A scheme launched in 2011 to help patients stick to their drug regimens has been so successful that in its first five years it saved the National Health Service in England £75.4 million, and will save £517.6m in the longer-term
Lead researcher, Rachel Elliott of Manchester University says the New Medicine Service (NMS), a free scheme where community pharmacists help patients with compliance, has improved medicines adherence by 10 per cent.
Pharmacists are paid £24.60 each time they look after a patient as part of NMS. The team used self-reported adherence at 10 weeks and considered the minimum time required to demonstrate behavioural change in a sample of 503 patients.

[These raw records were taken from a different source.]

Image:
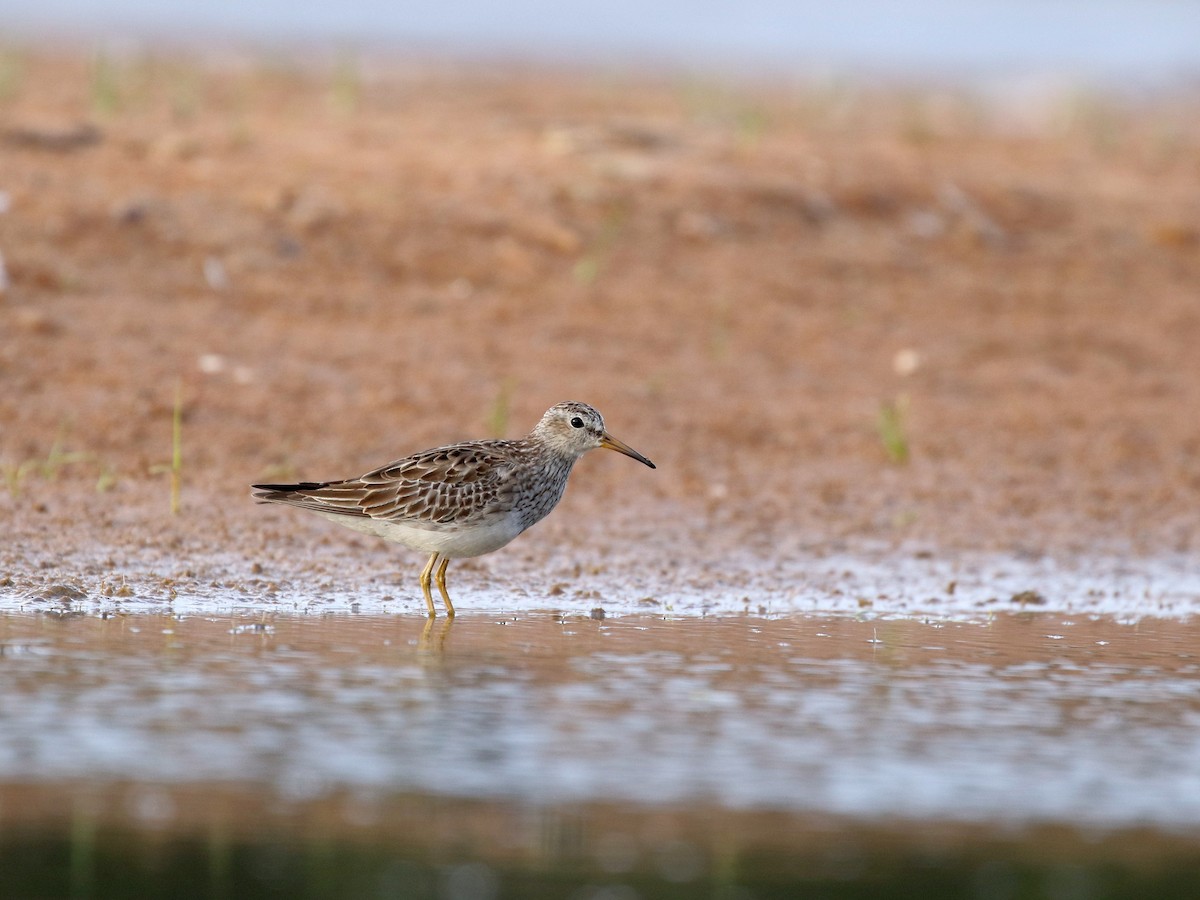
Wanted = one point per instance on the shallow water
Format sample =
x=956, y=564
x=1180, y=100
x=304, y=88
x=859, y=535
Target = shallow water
x=166, y=725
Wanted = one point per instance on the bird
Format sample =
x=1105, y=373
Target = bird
x=463, y=499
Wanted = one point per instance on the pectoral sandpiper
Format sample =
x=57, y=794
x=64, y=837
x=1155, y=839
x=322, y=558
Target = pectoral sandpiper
x=461, y=499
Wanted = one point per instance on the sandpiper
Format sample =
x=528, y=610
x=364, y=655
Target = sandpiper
x=462, y=499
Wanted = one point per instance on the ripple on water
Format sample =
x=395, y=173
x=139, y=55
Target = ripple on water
x=989, y=723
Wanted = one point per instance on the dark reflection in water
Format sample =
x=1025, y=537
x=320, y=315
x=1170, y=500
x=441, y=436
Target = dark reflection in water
x=641, y=751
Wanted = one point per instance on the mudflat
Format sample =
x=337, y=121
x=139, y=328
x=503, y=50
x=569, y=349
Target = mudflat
x=899, y=322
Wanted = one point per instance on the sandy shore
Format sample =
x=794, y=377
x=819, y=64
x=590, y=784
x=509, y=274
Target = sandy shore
x=847, y=323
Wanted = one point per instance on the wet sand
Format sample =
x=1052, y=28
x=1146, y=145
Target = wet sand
x=913, y=577
x=342, y=267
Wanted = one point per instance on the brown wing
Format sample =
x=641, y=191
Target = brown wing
x=448, y=484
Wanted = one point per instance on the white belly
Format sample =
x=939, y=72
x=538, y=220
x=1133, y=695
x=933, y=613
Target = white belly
x=453, y=543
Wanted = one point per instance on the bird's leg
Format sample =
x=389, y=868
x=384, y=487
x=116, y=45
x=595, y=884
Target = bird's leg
x=426, y=574
x=442, y=586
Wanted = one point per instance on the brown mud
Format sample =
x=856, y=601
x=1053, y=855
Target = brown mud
x=841, y=318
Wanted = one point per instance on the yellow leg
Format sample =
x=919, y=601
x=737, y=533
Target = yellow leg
x=442, y=586
x=426, y=575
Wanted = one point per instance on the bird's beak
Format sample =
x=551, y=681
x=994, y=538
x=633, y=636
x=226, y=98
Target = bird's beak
x=610, y=443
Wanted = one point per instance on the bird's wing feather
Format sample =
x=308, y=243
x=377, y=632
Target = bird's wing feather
x=439, y=486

“Our study suggests NMS increased patient medicine adherence compared with normal practice, which translated into increased health gain at reduced overall cost,” Elliott said. “This is a simple intervention which has been popular with community pharmacists and patients, and is transferable into most therapeutic areas.”
From inception of the NMS to the end of August 2016, 3.59 million consultations have been claimed for, of which over 820,000 took place in 2015/16.
Of 11,495 community pharmacies in England, 91.2 per cent had delivered the NMS to at least one patient between November 2011 and January 2014.
Non-adherence is common in diseases such as chronic obstructive pulmonary disease where only 33 per cent of patients continue their drugs after 10 weeks, schizophrenia, where the figure is 52 per cent, asthma 67 per cent; and diabetes 78 per cent.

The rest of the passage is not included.